Addressing Economic Hardship Key to Preventing Child Welfare System Involvement
This brief summarizes historical policy context and provides an overview of policy, programmatic, analytic, and engagement strategies for leveraging economic supports to promote child and family well-being and prevent maltreatment.
What We Did
Chapin Hall synthesized research on the role of economic hardship in child maltreatment, the impact of historical policy decisions, and the effects of economic supports on family functioning. Based on existing and emerging research, Chapin Hall formulated a conceptual model, theory of change, and set of recommendations for preventing child removal from being the child welfare system’s dominant intervention with families.
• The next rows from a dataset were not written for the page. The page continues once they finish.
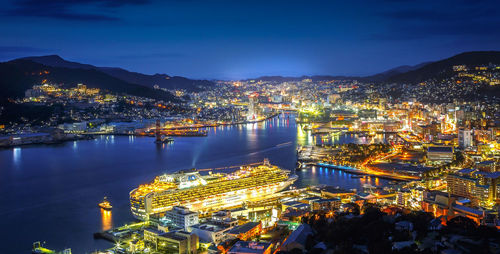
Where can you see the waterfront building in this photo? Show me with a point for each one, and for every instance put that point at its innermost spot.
(180, 242)
(210, 232)
(464, 138)
(479, 186)
(181, 217)
(224, 218)
(246, 231)
(244, 247)
(440, 154)
(297, 239)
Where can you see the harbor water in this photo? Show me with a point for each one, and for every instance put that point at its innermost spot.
(50, 192)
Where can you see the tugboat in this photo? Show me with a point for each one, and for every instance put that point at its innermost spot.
(105, 205)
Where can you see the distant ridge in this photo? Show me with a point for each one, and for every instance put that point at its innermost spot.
(162, 80)
(19, 75)
(406, 73)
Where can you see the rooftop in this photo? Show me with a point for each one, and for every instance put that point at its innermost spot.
(249, 247)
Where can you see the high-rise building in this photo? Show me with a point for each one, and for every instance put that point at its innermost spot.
(464, 138)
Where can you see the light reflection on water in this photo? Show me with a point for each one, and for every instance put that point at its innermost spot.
(106, 220)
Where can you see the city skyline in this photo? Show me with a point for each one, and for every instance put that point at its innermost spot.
(224, 40)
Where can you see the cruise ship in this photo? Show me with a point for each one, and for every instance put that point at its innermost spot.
(211, 192)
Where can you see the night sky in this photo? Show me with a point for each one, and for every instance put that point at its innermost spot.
(241, 39)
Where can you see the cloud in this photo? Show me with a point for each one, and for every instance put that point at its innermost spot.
(69, 9)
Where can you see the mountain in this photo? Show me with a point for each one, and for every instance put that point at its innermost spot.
(444, 68)
(410, 74)
(292, 79)
(20, 75)
(162, 80)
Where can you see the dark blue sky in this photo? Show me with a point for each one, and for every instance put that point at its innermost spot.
(239, 39)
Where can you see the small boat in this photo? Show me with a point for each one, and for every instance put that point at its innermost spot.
(165, 140)
(105, 205)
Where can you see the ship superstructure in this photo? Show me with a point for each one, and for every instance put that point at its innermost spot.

The resulting brief recommends using economic and concrete supports to effectively prevent child maltreatment and promote family well-being.
What We Found
Research suggests poverty is a key driver of child welfare system involvement and preliminary evidence suggests even modest economic supports can stabilize families and alleviate the need for more intensive intervention. The policy decision to separate economic supports to families from the services available through child welfare programs paired with discretionary reporting mandates and systemic inequities resulted in current pathways to support that are unnecessarily intrusive, punitive, circuitous, and burdensome for families needing financial assistance.
What It Means
We need to develop a collaborative, multi-system approach to address economic hardship by:
- Using economic and concrete supports to help families address basic needs and create safer environments for children to thrive.
- Identifying and building policy levers that can support and encourage practices that stabilize rather than separate families.
- Expanding programmatic capacity to deliver supports collaboratively across human service agencies through new pathways accessible to families who need them.
- Developing a robust data analytic framework to define and identify economic risk as distinct from child maltreatment, measure family well-being, and quantify the impact of economic supports.
- Engaging key stakeholders and individuals with lived experience to ensure that system shifts reflect the priorities and needs of families.